A brief meeting with Yann in a New Jersey coffee shop convinced him that MuseAmi was a viable project.
“Yann developed convolutional neural networks to perform OCR on cursive handwriting. He broke cursive handwriting into a series of discreet symbol sets, and taught his system to read them. He realised that music is a symbol-based language, and that we can harness the language of written music into a set of discreet symbols in much the same way as he did with cursive handwriting, and perform a similar type of OCR.”
There are other programs available which read sheet music but MuseAmi’s approach will be, as Robert stresses, “wholly different. We use machine learning. We’ve taught our architecture, our neural network, which is the recreation of the human visual cortex, to read music”.
This technology is not yet commercially available, however several patents have been registered and the end is in sight, according to Robert. “We are still working on it. Our internal milestones, of which there are many, lead us to commercialisation by the end of 2011.”
In the meantime, Muse-Ami have produced Improvox, an application for smartphones and tablets which can transform the user’s voice in myriad ways, all in real time, meaning any singer can sing in-tune without the benefit of studio wizardry such as Auto-Tune, which is frequently used to hide the vocal imperfections of well-known pop acts.
“[With Improvox] we have waveform analysis that processes for pitch detection, we quantize rhythm, which is unique, and we process for amplitude, in other words volume. We also process for the clarity of the note, whether you’re singing with a gravelly voice or with bell-like clarity.”
The fact that Robert and his team are all musicians means that they have strived to make their software flexible, as music is not always as rigid as the technology which services it.

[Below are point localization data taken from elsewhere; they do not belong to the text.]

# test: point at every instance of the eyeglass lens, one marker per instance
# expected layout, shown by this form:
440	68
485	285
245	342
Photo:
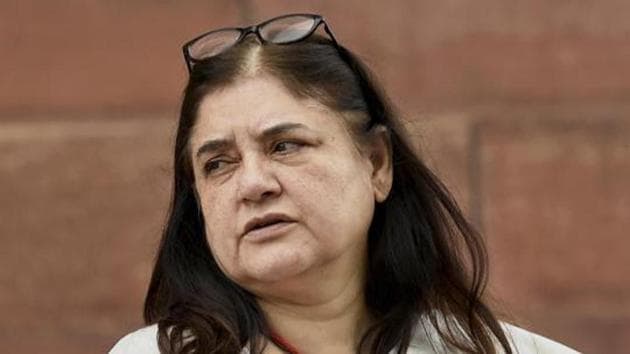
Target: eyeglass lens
287	29
282	30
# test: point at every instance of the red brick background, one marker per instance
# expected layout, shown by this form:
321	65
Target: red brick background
521	106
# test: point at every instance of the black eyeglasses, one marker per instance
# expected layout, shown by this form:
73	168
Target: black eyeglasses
284	29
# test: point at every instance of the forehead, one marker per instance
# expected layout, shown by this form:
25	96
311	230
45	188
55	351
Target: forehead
254	103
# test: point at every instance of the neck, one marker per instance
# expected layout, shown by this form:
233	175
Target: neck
334	326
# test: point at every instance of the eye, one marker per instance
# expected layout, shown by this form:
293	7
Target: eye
214	166
284	147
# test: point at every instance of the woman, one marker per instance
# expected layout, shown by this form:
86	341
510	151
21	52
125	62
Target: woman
302	221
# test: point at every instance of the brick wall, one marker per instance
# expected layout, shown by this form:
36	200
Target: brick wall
521	106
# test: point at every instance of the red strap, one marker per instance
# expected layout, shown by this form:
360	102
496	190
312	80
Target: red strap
284	343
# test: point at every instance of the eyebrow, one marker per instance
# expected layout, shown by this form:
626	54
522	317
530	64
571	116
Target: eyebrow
220	144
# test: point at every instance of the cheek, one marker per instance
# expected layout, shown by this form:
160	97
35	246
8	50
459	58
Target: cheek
218	224
336	200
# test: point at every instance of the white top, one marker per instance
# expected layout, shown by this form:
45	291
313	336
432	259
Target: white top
144	341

“We developed a module we’re calling vibrato detection because we noticed that people who were playing games like Guitar Hero were punished if they were a good singer. If they’re a good singer and introduce a little vibrato, the algorithms that were in those games would give you a low score because it considered you to be singing out of tune, when in fact you were singing really well.”
All these functions are designed to return music to its participatory roots, which declined over the last century due to the advent of radio and recorded music. A piano in every home for the 21st century.
“In the twentieth century, technology gave rise to a new type of listening which was in my mind an aberration, passive listening. I would like to regard background music or passive listening as something that came about because of technology, and something that we can now transcend because of technology.”
One might think that the idea of making music creation accessible to all, even those who are not musically talented, may have drawn a negative reaction from some of Robert’s peers in the orchestral world, but the opposite appears to be the case.
“It’s been extremely positive. We took forty musicians from one of the major orchestras after a rehearsal one day, and they played around with this technology and the overwhelming response was, ‘When can I have it?’”
Nor is the former artist-in-residence at Princeton’s Institute for Advanced Study worried that technological aids such as these will discourage young musicians from the kind of practice that has seen him play with some of the world’s great orchestras.
“I wondered about that. My feeling is that if you can make some of the tasks of learning a little bit easier, if you can make those hurdles that you have to jump over just a little bit lower, and get rid of some of the barriers to entry, that’s great, that helps everybody.”
The scale of Robert Taub’s ambition is not limited to music. The technology being employed in MuseAmi can lend itself to other symbol-based languages, offering a service akin to Google Translate but without the requisite Internet connection.
“There are other languages that also use symbols, like Mandarin. There’s no reason that we can’t proceed down that line in chapter two. We feel that our whole approach with machine learning for OCR really gives us an advantage. We’ve patented certain processes. When you’re in a restaurant in the middle of Shanghai and there’s a menu on the wall, we feel that processing in the palm of your hand is more powerful than needing an Internet connection.”
For now, Robert is happy to help develop music through technology, and join some fairly illustrious company in the process.
“Beethoven was in the vanguard of pushing forward the evolving piano technology in the early nineteenth century. He was not content to allow his compositions to be confined to the piano forte instruments of the time. What we take for granted is actually technology that has evolved over the course of time.”